I mostly agree but I think there are too many weird UB and corner cases to quali...

geezerjay · on March 14, 2018

> I mostly agree but I think there are too many weird UB and corner cases to qualify as a small language.

I don't see the point of your claim regarding undefined behaviour. The rules are quite simple: undefined behavior means compiler-specific behavior. Therefore, if you aim for compiler independence then you don't use it. If somehou you decide yo target a compiler then you read the compiler's docs. It's that simple.

These UB complains are even more ridiculous when we realize they complain about the fact that the language is actually defined.

simias · on March 14, 2018

UB is not implementation defined, it's UB. Some compilers have options to defuse certain classes of UBs but then you're effectively coding in a non-compatible dialect of C. Otherwise you can't ever rely on a certain UB behaving one way or an other: a simple compiler update, code change or compiler flag modification could break everything. A compiler is under no obligation to define what it does in case of UB and that's the point of it, it leaves some room for aggressive optimization.

There are "implementation defined" details in the C standard but it's a different problem, see for instance: https://gcc.gnu.org/onlinedocs/gcc/C-Implementation.html

Anyway that wasn't really my point, the problem is that some of these UB can arise because of subtle bugs in code that might not look suspicious at a glance. Things like breaking aliasing rules, mis-using unions, casting things that aren't compatible etc... Your code triggers an UB and you don't know it. Actually you might not notice it until you turn an optimization flag or you update your compiler and suddenly it doesn't do what you want anymore.

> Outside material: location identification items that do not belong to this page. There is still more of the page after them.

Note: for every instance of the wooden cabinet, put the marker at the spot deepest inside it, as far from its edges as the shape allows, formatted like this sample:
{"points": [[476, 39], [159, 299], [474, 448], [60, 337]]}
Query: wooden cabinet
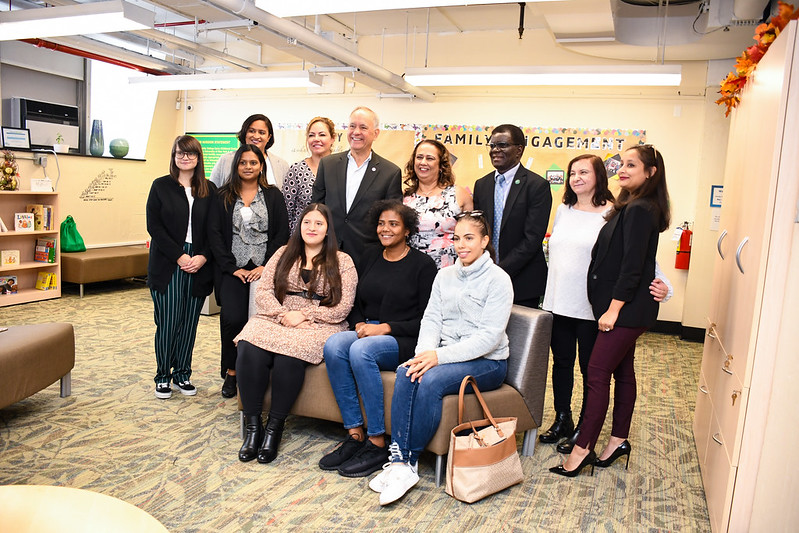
{"points": [[739, 418], [28, 270]]}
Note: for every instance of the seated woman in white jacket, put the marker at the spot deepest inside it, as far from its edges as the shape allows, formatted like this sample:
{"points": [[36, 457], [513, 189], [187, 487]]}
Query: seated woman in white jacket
{"points": [[462, 333]]}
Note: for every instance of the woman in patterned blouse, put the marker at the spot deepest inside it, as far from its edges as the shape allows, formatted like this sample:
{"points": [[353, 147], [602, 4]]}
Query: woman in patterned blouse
{"points": [[298, 183], [431, 192]]}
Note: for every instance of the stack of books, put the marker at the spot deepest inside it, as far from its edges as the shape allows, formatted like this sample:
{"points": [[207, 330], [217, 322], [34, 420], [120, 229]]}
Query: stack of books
{"points": [[46, 281], [42, 216], [45, 250]]}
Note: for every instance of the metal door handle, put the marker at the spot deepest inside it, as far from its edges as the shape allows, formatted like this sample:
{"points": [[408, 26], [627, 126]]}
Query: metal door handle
{"points": [[738, 254], [718, 243]]}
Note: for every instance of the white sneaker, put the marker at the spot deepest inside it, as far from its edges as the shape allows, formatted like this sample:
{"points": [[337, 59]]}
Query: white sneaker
{"points": [[378, 483], [400, 478]]}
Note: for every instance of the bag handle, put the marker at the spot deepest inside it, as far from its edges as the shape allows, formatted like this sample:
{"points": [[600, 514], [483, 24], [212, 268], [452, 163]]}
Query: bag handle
{"points": [[486, 412]]}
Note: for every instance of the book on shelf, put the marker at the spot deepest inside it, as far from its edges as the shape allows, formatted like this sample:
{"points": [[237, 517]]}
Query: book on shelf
{"points": [[8, 284], [38, 215], [9, 258], [45, 250], [23, 221], [43, 280]]}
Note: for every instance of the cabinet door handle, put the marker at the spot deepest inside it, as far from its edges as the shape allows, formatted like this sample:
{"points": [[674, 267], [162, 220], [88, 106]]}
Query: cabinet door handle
{"points": [[738, 254], [718, 243]]}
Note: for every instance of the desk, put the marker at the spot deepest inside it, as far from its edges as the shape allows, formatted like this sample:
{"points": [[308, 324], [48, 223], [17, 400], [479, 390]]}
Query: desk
{"points": [[45, 509]]}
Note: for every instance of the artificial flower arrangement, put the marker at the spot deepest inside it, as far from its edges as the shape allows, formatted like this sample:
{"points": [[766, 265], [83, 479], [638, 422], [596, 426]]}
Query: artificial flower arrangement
{"points": [[746, 63], [8, 172]]}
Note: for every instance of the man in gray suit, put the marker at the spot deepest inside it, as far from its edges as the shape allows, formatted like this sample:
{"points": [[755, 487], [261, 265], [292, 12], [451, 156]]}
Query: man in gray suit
{"points": [[350, 182]]}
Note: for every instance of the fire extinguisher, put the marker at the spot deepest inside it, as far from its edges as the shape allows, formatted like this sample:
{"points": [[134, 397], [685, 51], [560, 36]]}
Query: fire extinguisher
{"points": [[684, 248]]}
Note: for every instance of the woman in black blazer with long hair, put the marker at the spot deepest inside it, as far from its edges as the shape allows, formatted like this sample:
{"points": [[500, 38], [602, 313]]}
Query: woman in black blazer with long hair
{"points": [[250, 222], [179, 272], [622, 266]]}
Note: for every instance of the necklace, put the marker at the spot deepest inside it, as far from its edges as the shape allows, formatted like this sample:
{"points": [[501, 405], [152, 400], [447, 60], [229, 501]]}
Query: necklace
{"points": [[404, 253]]}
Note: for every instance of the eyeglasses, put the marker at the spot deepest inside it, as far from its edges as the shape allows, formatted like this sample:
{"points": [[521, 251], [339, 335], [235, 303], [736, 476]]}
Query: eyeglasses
{"points": [[500, 146], [471, 214]]}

Even something as trivial as computing a pointer that's more than one byte after the end of an object is UB for instance (not dereferencing it, merely computing its address). For that reason `ptr.offset` in unsafe in Rust for instance, even though it doesn't dereference the pointer.

Thiez · on March 15, 2018

I find it a bit silly that `ptr.offset` is unsafe, but casting an arbitrary integer to a pointer isn't. E.g.:

    fn main() {
        // Look, an invalid pointer, no `unsafe` required.
        let ptr = 1000 as *const u8;
        // boom, segfault.
        println!("{}", unsafe { *ptr });
    }

Using casting one can even implement a "safe" pointer offset function, like so:

    fn main() {
        fn safe_offset<T>(ptr: *const T, offset: isize) -> *const T {
            ((ptr as usize).wrapping_add(offset as usize)) as *const T
        }
        let xs = [0u8, 10];
        let ptr = safe_offset(&xs[0], 1);
        println!("{}", unsafe { *ptr }); // prints '10'
    }

Obviously this "safe_offset" function can easily be used to trigger UB by computing invalid pointers, and not a single line of unsafe code was required (although we do need `unsafe` to dereference the bad pointer and actually trigger segfaults).

steveklabnik · on March 15, 2018

I believe this is because offset uses an llvm intrinsic with the extra requirements, as it uses that info for optimization. Your version doesn't.

simias · on March 15, 2018

Interesting. However, isn't casting a random (potentially invalid) integer into pointer triggering the same potential UB? I ask because for GCC it is apparently:

>When casting from pointer to integer and back again, the resulting pointer must reference the same object as the original pointer, otherwise the behavior is undefined. That is, one may not use integer arithmetic to avoid the undefined behavior of pointer arithmetic as proscribed in C99 and C11 6.5.6/8.

https://gcc.gnu.org/onlinedocs/gcc/Arrays-and-pointers-imple...

That's pretty explicitly what Thiez was doing in their rust code, although obviously Rust/LLVM might have different semantics here.

dbaupp · on March 15, 2018

The docs list no undefined behaviour for inttoptr, so it's (probably) not problematic at the LLVM level: http://llvm.org/docs/LangRef.html#inttoptr-to-instruction .

steveklabnik · on March 15, 2018

The exact rules of unsafe code are still up in the air. It’s not explicitly defined as UB yet, IIRC, and when we set the rules, we have a goal of not invalidating large swaths of code.

zbentley · on March 14, 2018

> if you aim for compiler independence then you don't use [undefined behavior].

I think the point was that UB occurs in a lot of relatively common cases and programmers don't realize that they're depending on it/experiencing it.

> If [somehow] you decide [to] target a compiler then you read the compiler's docs.

Which is why the post you're responding to made the point about undefined behavior. "Read the compiler's docs" is in counterpoint to that post's parent, which praises C for being a small language, and thus one in which reading the language's docs is seldom required.